You can create a code object using the `compile()` built-in function. This allows you to use the `raise` statement (or any other statement, for that matter), but it raises another challenge: executing the code object. The usual way would be to use the `exec` statement, but that leads you back to the original problem, namely that you can’t execute statements in a `lambda` (or an `eval()`, for that matter).

The solution is a hack. Callables like the result of a `lambda` statement all have an attribute `__code__`, which can actually be replaced. So, if you create a callable and replace it’s `__code__` value with the code object from above, you get something that can be evaluated without using statements. Achieving all this, though, results in very obscure code:

`map(lambda x, y, z: x.__setattr__(y, z) or x, [lambda: 0], ["__code__"], [compile("raise Exception", "", "single"])[0]()`

The above does the following:

• the `compile()` call creates a code object that raises the exception;

• the `lambda: 0` returns a callable that does nothing but return the value 0 — this is used to execute the above code object later;

• the `lambda x, y, z` creates a function that calls the `__setattr__` method of the first argument with the remaining arguments, AND RETURNS THE FIRST ARGUMENT! This is necessary, because `__setattr__` itself returns `None`;

• the `map()` call takes the result of `lambda: 0`, and using the `lambda x, y, z` replaces it’s `__code__` object with the result of the `compile()` call. The result of this map operation is a list with one entry, the one returned by `lambda x, y, z`, which is why we need this `lambda`: if we would use `__setattr__` right away, we would lose the reference to the `lambda: 0` object!

• finally, the first (and only) element of the list returned by the `map()` call is executed, resulting in the code object being called, ultimately raising the desired exception.

It works (tested in Python 2.6), but it’s definitely not pretty.

One last note: if you have access to the `types` module (which would require to use the `import` statement before your `eval`), then you can shorten this code down a bit: using `types.FunctionType()` you can create a function that will execute the given code object, so you won’t need the hack of creating a dummy function with `lambda: 0` and replacing the value of its `__code__` attribute.

If all you want is a lambda expression that raises an arbitrary exception, you can accomplish this with an illegal expression.

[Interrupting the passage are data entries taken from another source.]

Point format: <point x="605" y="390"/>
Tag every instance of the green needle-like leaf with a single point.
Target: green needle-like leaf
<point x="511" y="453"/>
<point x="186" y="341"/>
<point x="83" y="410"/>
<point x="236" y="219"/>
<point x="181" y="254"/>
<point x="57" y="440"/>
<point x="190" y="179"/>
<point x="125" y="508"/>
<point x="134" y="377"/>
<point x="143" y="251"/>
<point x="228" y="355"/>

For instance, `lambda x: [][0]` will attempt to access the first element in an empty list, which will raise an IndexError.

PLEASE NOTE: This is a hack, not a feature. Do not use this in any (non code-golf) code that another human being might see or use.

I’d like to give an explanation of the UPDATE 3 of the answer provided by Marcelo Cantos:

``````type(lambda: 0)(type((lambda: 0).__code__)(
1,0,1,1,67,b'|2021',(),(),('x',),'','',1,b''),{}
)(Exception())
``````

# Explanation

`lambda: 0` is an instance of the `builtins.function` class.
`type(lambda: 0)` is the `builtins.function` class.
`(lambda: 0).__code__` is a `code` object.
A `code` object is an object which holds the compiled bytecode among other things.
It is defined here in CPython https://github.com/python/cpython/blob/master/Include/code.h.
Its methods are implemented here https://github.com/python/cpython/blob/master/Objects/codeobject.c.
We can run the help on the code object:

``````Help on code object:

class code(object)
|  code(argcount, kwonlyargcount, nlocals, stacksize, flags, codestring,
|        constants, names, varnames, filename, name, firstlineno,
|        lnotab[, freevars[, cellvars]])
|
|  Create a code object.  Not for the faint of heart.
``````

`type((lambda: 0).__code__)` is the code class.
So when we say

``````type((lambda: 0).__code__)(
1,0,1,1,67,b'|2021',(),(),('x',),'','',1,b'')
``````

we are calling the constructor of the code object with the following arguments:

• argcount=1
• kwonlyargcount=0
• nlocals=1
• stacksize=1
• flags=67
• codestring=b’|2021’
• constants=()
• names=()
• varnames=(‘x’,)
• filename=”
• name=”
• firstlineno=1
• lnotab=b”

You can read about what the arguments mean in the definition of the `PyCodeObject`
https://github.com/python/cpython/blob/master/Include/code.h.
The value of 67 for the `flags` argument is for example `CO_OPTIMIZED | CO_NEWLOCALS | CO_NOFREE`.

The most importand argument is the `codestring` which contains instruction opcodes.
Let’s see what they mean.

``````>>> import dis
>>> dis.dis(b'|2021')
2 RAISE_VARARGS            1
4 <0>
``````

The documentation of opcodes can by found here
https://docs.python.org/3.8/library/dis.html#python-bytecode-instructions.
The first byte is the opcode for `LOAD_FAST`, the second byte is its argument i.e. 0.

``````LOAD_FAST(var_num)
Pushes a reference to the local co_varnames[var_num] onto the stack.
``````

So we push the reference to `x` onto the stack. The `varnames` is a list of strings containing only ‘x’.
We will push the only argument of the function we are defining to the stack.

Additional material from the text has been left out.